In [0]:
from pyspark.sql import functions as F
from pyspark.sql.window import Window
import pandas as pd
import matplotlib.pyplot as plt
import seaborn as sns

In [0]:
transitions = spark.read.table("workspace.salesforce.lead_status_transitions").\
filter("Field = 'Status'").\
select("OldValue", "NewValue", "total").withColumnRenamed("CreatedDate", "created_at")
display(transitions)

## Markov Chain Model - Transition Probability Matrix

In [0]:
# Count transitions from each current_status → next_status
transition_counts = (
    transitions
    .groupBy("OldValue", "NewValue")
    .agg(F.sum("total").alias("count"))
)

# Total transitions from each current_status
state_totals = (
    transition_counts
    .groupBy("OldValue")
    .agg(F.sum("count").alias("total"))
)

# Compute probabilities
transition_probs = (
    transition_counts
    .join(state_totals, "OldValue")
    .withColumn("probability", F.col("count") / F.col("total"))
    .select(
        F.col("OldValue").alias("from_status"),
        F.col("NewValue").alias("to_status"),
        "count",
        F.round("probability", 4).alias("probability")
    )
    .orderBy("from_status", F.desc("probability"))
)

display(transition_probs)

## Visualize Transition Probability Matrix


In [0]:
# Convert to pandas for visualization
prob_matrix_df = transition_probs.toPandas()

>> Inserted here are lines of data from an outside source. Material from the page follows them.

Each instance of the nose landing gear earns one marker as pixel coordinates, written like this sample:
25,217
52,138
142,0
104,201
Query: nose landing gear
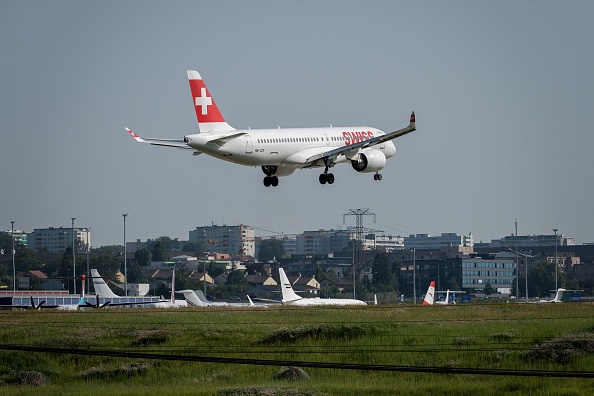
326,177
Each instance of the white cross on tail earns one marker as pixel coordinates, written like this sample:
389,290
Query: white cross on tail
203,101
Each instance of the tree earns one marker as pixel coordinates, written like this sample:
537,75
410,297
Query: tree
270,249
196,247
353,245
142,257
236,277
159,251
541,278
454,284
382,275
488,289
109,249
134,273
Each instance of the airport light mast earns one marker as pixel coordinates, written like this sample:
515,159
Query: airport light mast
360,253
73,259
556,265
125,262
13,266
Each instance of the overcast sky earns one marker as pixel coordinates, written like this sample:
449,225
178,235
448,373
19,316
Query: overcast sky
503,93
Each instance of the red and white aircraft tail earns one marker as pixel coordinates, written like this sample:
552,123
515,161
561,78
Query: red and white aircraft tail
428,300
208,114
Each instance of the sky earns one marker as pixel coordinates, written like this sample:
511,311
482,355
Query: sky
503,94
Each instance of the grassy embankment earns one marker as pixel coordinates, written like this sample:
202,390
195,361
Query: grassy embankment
493,337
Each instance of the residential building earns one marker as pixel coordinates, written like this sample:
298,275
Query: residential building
236,240
426,241
56,240
18,235
523,241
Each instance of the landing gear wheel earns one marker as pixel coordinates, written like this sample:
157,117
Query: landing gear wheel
271,181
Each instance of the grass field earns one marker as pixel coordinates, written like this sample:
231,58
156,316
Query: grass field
532,349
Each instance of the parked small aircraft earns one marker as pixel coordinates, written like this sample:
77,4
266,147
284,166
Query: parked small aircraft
289,297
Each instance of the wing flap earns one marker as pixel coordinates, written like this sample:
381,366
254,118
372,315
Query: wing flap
177,143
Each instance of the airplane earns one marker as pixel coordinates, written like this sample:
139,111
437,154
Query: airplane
198,299
428,300
430,296
102,290
558,295
289,297
279,152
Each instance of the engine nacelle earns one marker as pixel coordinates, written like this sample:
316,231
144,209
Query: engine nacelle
369,161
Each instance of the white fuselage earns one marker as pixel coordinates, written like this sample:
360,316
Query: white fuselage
284,147
324,301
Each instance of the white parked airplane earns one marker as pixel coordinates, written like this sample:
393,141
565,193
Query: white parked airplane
429,296
198,299
291,298
103,291
280,151
558,296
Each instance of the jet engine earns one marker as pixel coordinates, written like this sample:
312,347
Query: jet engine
369,161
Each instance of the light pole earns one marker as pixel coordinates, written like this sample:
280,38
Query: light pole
88,251
517,267
414,277
125,262
526,268
555,231
13,266
73,259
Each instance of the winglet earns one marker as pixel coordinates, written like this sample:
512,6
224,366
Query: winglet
135,136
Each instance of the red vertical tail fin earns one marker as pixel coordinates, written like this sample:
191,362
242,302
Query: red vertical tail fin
208,115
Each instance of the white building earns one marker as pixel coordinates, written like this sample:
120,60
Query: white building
388,242
56,240
426,241
232,240
523,241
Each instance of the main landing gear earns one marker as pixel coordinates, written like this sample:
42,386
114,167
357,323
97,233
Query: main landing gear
326,177
270,179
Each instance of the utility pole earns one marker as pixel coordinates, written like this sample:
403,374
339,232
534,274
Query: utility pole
73,259
13,266
556,277
125,263
358,252
517,267
415,276
88,251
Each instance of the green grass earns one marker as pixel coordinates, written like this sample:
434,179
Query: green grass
550,337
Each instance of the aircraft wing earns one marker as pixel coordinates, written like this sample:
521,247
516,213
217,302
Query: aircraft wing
177,143
353,148
221,140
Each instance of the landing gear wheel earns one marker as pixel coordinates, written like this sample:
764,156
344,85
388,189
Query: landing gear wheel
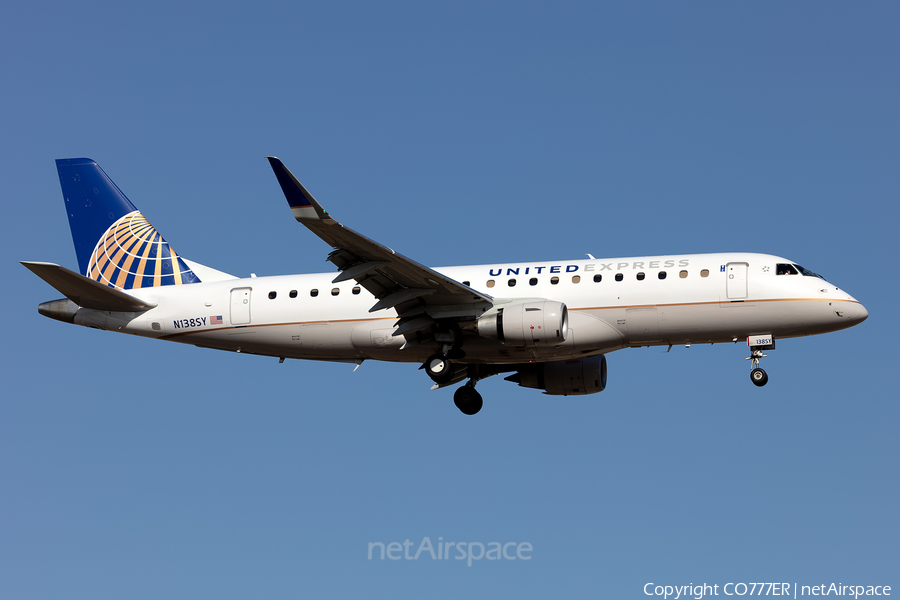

# Create pivot table for heatmap
pivot = prob_matrix_df.pivot(
    index='from_status', 
    columns='to_status', 
    values='probability'
).fillna(0)

# Create heatmap
plt.figure(figsize=(14, 10))
sns.heatmap(
    pivot, 
    annot=True, 
    fmt='.3f', 
    cmap='YlOrRd',
    cbar_kws={'label': 'Transition Probability'},
    linewidths=0.5
)
plt.title('Lead Status Transition Probability Matrix (Markov Chain)', fontsize=16, pad=20)
plt.xlabel('To Status', fontsize=12)
plt.ylabel('From Status', fontsize=12)
plt.xticks(rotation=45, ha='right')
plt.yticks(rotation=0)
plt.tight_layout()
import os 
# Save figure to same directory as notebook/script
output_path = os.path.join(os.getcwd(), "lead_status_transition_heatmap.png")
plt.savefig(output_path, dpi=300, bbox_inches='tight')

display(plt.show())

### ✅ **1. Re-engagement Success Rate**

**Current:** 37.5% of re-engaged leads become *Qualified*
**Insight:** The re-engagement campaigns are effective — they revive dormant leads.
**Actionable Metric:**

> **Goal:** Increase *Re-engagement → Qualified* rate from **37.5% → 50%** by improving email personalization and timing.

---

### ⚠️ **2. Contacted Drop-off Rate**

**Current:** 100% of *Contacted* leads become *Unqualified*
**Insight:** Major breakdown after initial outreach — leads are not converting after contact.
**Actionable Metric:**

> **Goal:** Reduce *Contacted → Unqualified* rate from **100% → <50%** by refining outreach scripts and follow-up cadence.

---

### 🔴 **3. Qualified Reversal Rate**

**Current:** 100% of *Qualified* leads later marked *Unqualified*
**Insight:** Qualification criteria are too loose — leads pass the filter but later get rejected.
**Actionable Metric:**

> **Goal:** Lower *Qualified → Unqualified* rate from **100% → <20%** by tightening qualification rules or introducing a scoring threshold.